The time is March 2005. Madonna had not yet suffered from a horseback riding accident that will make her realize how little interested Guy Ritchie is in performing the role of husband by giving just a bit more of a shit. The duo is still in the throes of their joint interest in Kabbalah (an influence that would heavily pepper the plot of Ritchie’s not as appreciated as it should be Revolver). And being in these throes, the level of fervor for participating in the beloved costume party known as Purim was at an all-time high, with the two ironically (for everything Madonna does is tinged with irony) opting to show up dressed as The Pope and a nun. Madonna, whose homages to religious dress in the past were always laden with the salacious, perhaps elected for this more modest form of “reverence” for her born into religion as a result of being oppressed by the shackles of marriage to a stodgy Brit. Even so, at the time she told herself it was a good relationship because he “pushed” her.

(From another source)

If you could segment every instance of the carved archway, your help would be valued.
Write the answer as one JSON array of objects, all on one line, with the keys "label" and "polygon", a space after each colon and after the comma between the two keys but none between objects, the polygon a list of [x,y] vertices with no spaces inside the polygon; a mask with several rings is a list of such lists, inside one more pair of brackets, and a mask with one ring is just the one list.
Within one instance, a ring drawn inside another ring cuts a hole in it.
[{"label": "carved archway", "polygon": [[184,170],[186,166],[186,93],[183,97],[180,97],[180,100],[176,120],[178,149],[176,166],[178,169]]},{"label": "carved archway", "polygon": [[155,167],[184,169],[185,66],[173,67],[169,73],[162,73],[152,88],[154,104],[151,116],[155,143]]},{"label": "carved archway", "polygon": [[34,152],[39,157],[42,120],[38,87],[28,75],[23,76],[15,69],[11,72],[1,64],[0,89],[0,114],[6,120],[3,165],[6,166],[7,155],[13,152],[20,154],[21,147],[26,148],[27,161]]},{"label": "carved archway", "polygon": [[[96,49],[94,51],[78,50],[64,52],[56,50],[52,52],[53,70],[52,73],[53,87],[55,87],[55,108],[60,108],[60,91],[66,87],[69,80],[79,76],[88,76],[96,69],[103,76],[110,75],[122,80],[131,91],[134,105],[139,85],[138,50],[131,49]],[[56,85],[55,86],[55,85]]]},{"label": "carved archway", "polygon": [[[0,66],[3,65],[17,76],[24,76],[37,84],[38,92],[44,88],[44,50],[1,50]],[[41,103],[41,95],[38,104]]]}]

Challenged or not, Madonna still clearly ran the show of that marriage, for it’s unlikely you would’ve found “hard” “bad boy” Guy Ritchie caught dead in pope regalia in the era of his Lock, Stock and Two Smoking Barrels heyday. Even so, judging from the faintly horrified and disgusted looks on their faces in most of the images that materialized from the evening, neither party was getting what they wanted out of appearing in such sumptuous habiliments.
Three years later, when the divorce was finalized, it became evident that no act of god was going to save the marriage from what one could clearly see with the benefit of hindsight was a living nightmare behind closed doors. Because anytime a strong and powerful woman attempts to ally herself romantically with a faux rough-hewn man still clinging to twentieth century ideas of machismo, the result is always going to end in catastrophe. But Madonna, hopeless romantic that she is, gave monogamy the old college try once again, knowing full well that if it was going to go awry with another faux bad boy (Sean Penn being the first husband to fulfill that role), it might as well be a British one. Something about them harkening back to the appeal of Guy Fawkes for his rebel heart ways.
In any event, it’s evident that Madonna wanted something of a redo of her religious performance of ’05 as a couple, taking the opportunity to get things truly right with a man that would appreciate (and always has) her sartorial A-game. That (French)man being, of course, Jean-Paul Gaultier. As Madonna’s longtime fashion collaborator, his esteem for her avant-garde predilections has resulted in some of the most iconic fashion statements of all-time, the most classic example being, of course, the cone bra. Ergo, if anyone was to accompany her in all her Goth Queen of Catholicism glory at the Met Ball last night, it was to be Gaultier, bedecked demurely in the stylings of a priest–not a pope, because he knew better than to attempt to outshine the lady of the hour, who also went on to sing, fittingly, “Like A Prayer” and Leonard Cohen’s “Hallelujah” (in addition to a new song from her forthcoming album called “Beautiful Game”). But before her costume change into something more angelic for that, it was her debut onto the red carpet with Gaultier that had Madonna experiencing the sweet satisfaction of vindicating her wasted game of dress up with a straight man who didn’t give a fig. Protestants never do.